Col 1,24-2,3; Sal 61; Lc 6,6-11
Qué maravilla, el misterio que Dios ha tenido escondido desde siglos y que ahora, hoy, ante ti y ante mí, frente a nosotros está revelando a su pueblo santo, a los suyos. Cosa, pues, que tiene que ver con la intimidad misma de Dios. Había hecho alianza con el pueblo que él había elegido de modo que ese fuera el suyo. Pero ahora ese misterio de amor se ha dado a conocer a los suyos, es decir, a los gentiles que parecían haber quedado fuera de todo trato con aquel Dios. Un misterio que encierra gloria y riqueza para muchos, o lo que es lo mismo, para todos. Los gentiles ahora se vieron arrebatados por ese misterio que hoy se ha hecho visible entre nosotros. Cristo, ahora, es la esperanza para todos, la esperanza de la gloria que nosotros anunciamos. Con Pablo, deberemos luchar también nosotros denodadamente para anunciar a Cristo, y lo hemos de hacer con todos los recursos de la sabiduría; con toda la fuerza poderosa que él nos da también a nosotros. ¿O acaso seremos nosotros donde se retenga la esperanza de la gloria y ya no se anuncie más a Cristo, cortándose en nosotros la torrentera del amor de Dios para con nosotros y con todos? Un misterio que es Cristo.
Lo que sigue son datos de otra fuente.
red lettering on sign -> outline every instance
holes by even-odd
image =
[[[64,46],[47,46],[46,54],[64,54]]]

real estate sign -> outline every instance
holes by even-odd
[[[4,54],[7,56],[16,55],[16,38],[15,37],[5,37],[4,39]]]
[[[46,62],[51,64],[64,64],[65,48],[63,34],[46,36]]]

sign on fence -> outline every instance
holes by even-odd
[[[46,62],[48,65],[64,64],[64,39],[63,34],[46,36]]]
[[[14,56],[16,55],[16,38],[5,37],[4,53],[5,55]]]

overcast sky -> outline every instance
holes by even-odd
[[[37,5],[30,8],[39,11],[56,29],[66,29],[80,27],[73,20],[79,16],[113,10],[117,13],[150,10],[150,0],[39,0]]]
En él converge todo misterio, sea el de Dios, sea el de la Iglesia, sea el de los sacramentos, el bautismo y la eucaristía, sea el de la fuerza del Espíritu que llena nuestra carne, sea el de nuestro comportamiento una vez justificados por la fe en él. Por eso, mi alma descansa en Dios, porque él es mi esperanza; confiaremos en él, desahogando ante él nuestro corazón, porque él es nuestro único refugio. Él es nuestra alegría. En él podemos vivir en pobreza, porque él es nuestra riqueza.
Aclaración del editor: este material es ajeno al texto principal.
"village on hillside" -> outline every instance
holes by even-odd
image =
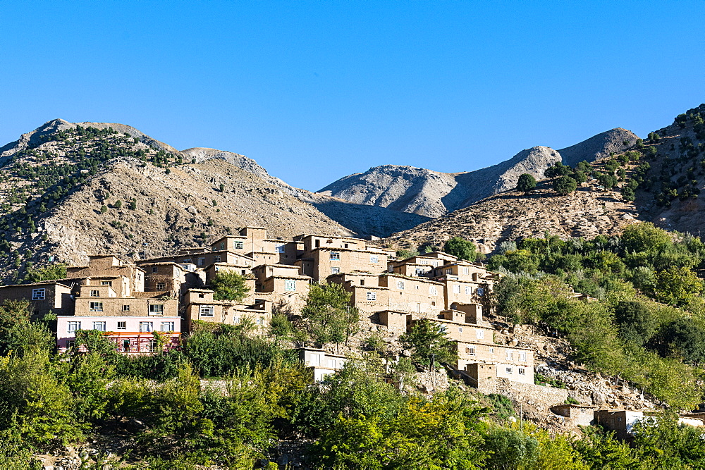
[[[90,256],[87,266],[67,267],[66,278],[0,287],[0,303],[24,299],[35,316],[56,314],[59,352],[75,346],[78,331],[94,330],[114,342],[117,352],[146,355],[178,348],[181,335],[200,322],[249,321],[266,334],[273,314],[300,314],[312,285],[338,284],[350,294],[350,307],[360,312],[367,331],[398,338],[419,320],[435,323],[455,350],[456,361],[443,364],[449,375],[477,391],[531,397],[532,403],[548,404],[563,425],[600,423],[628,440],[642,411],[570,402],[566,390],[535,383],[534,347],[516,339],[498,340],[484,311],[491,309],[488,295],[498,274],[442,252],[403,259],[396,255],[358,238],[301,235],[274,240],[264,228],[245,227],[209,247],[167,256],[142,253],[138,261],[125,262],[116,254]],[[212,282],[224,273],[243,276],[247,287],[243,298],[216,299]],[[312,347],[300,348],[299,354],[316,381],[343,369],[349,359]],[[705,417],[690,414],[681,421],[702,426]]]

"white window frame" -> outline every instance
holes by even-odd
[[[74,333],[81,329],[81,322],[80,321],[69,321],[66,324],[66,331],[68,333]]]

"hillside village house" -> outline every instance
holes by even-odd
[[[335,283],[351,294],[351,307],[363,321],[390,333],[406,332],[422,319],[441,326],[458,352],[450,365],[476,381],[533,383],[533,351],[494,344],[494,328],[483,318],[483,300],[496,275],[446,253],[407,259],[394,254],[350,237],[274,240],[262,227],[245,227],[207,247],[134,264],[92,256],[87,266],[69,267],[66,279],[0,287],[0,302],[27,299],[37,313],[59,314],[59,350],[77,330],[95,329],[119,351],[149,354],[178,347],[181,332],[196,320],[236,325],[249,319],[264,331],[274,311],[300,311],[311,283]],[[245,276],[250,292],[244,299],[214,299],[207,287],[223,272]],[[344,363],[327,352],[319,357],[321,351],[302,354],[320,377]]]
Muchos no lo soportan. No pueden aceptar que en Jesús se nos revele el Misterio de Dios. ¿Cómo es posible?, se cree por encima de toda regla y de todo cumplimiento. Es desafiante. Letrados y fariseos de hoy están al acecho para pillarle en cuanto se dé la ocasión. Y Jesús acepta el desafío. Nadie, decimos, puede ser mayor que las reglas y cumplimientos que nos hemos dado. Hemos aprobado leyes que dejan claro lo que se pueden hacer y no hacer. Nadie tiene poder sobre ellas. Cállense él y los que dicen ser sus seguidores. Lo hemos decidido, hemos sumado mayorías, se ha hecho ley. Nadie se queje. Nadie se enfrente a lo que hemos proclamado. Ya no tienen palabra ni libertad. No se permitirá que ni ese Jesús ni sus secuaces sigan hablando y actuando en contra de las leyes del sábado que hemos aceptado como leyes para nuestro pueblo. Ya no tenéis nada que decir, engañando al pueblo que se ha dado definitivamente sus leyes. No hay poder mayor que el nuestro.
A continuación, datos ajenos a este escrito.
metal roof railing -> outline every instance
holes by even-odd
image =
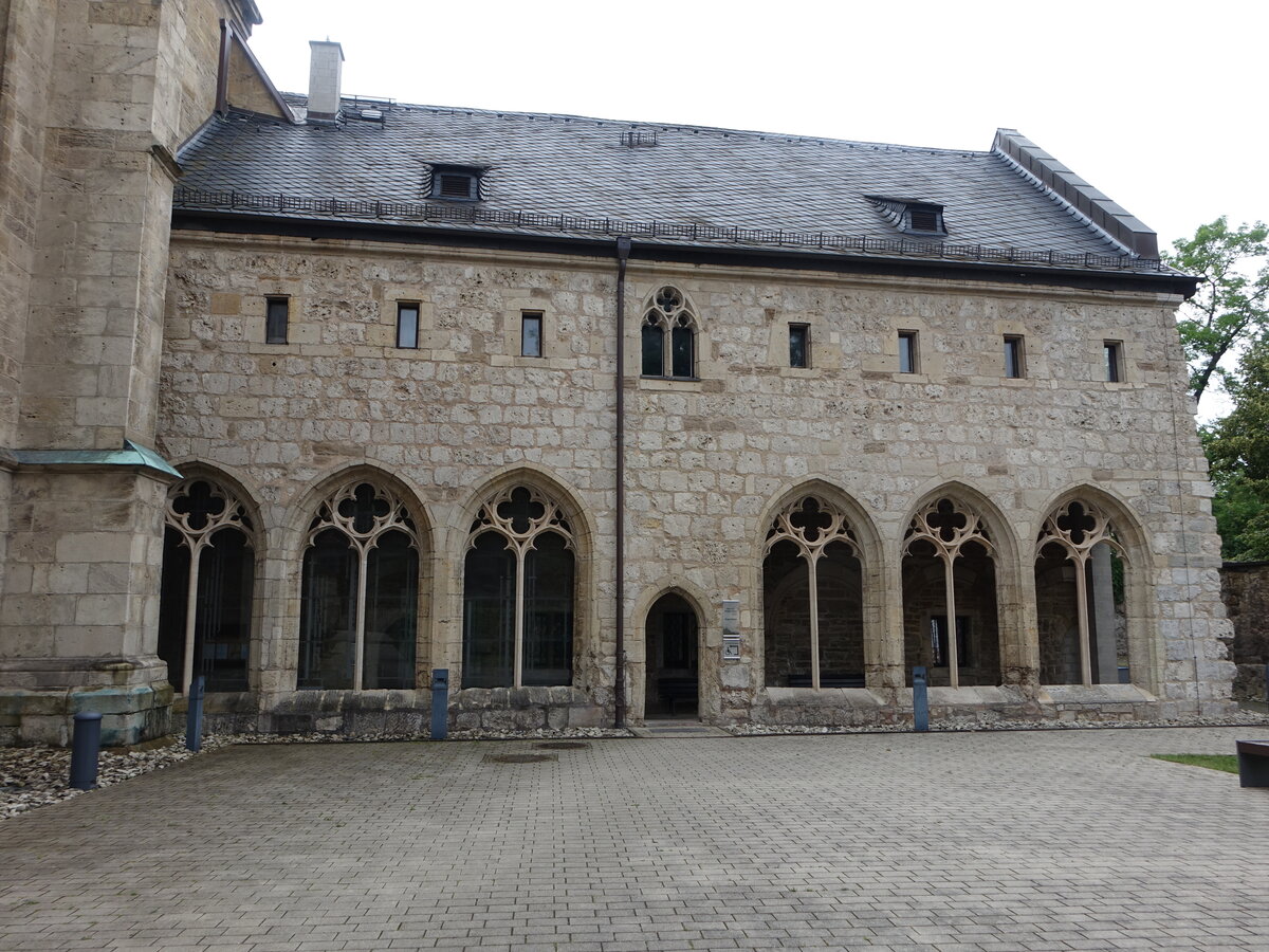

Pero Jesús no calla, no deja de actuar. Extiende el brazo. El misterio que él revela es mayor que toda regla o cumplimiento de nuestra sociedad. Obedeceremos las leyes, sí, pero no las convertiremos en guía de nuestro pensar y hacer, porque no son ellas las que nos revelan el Misterio de Dios. Nunca abandonaremos la defensa de aquello que mana del misterio escondido desde siglos. Siempre extenderemos el brazo. Nadie piense que vamos a dejar de hacerlo, pues es el Señor quien nos dice lo que está en consonancia con lo que somos en él y lo que en nosotros se opone a él.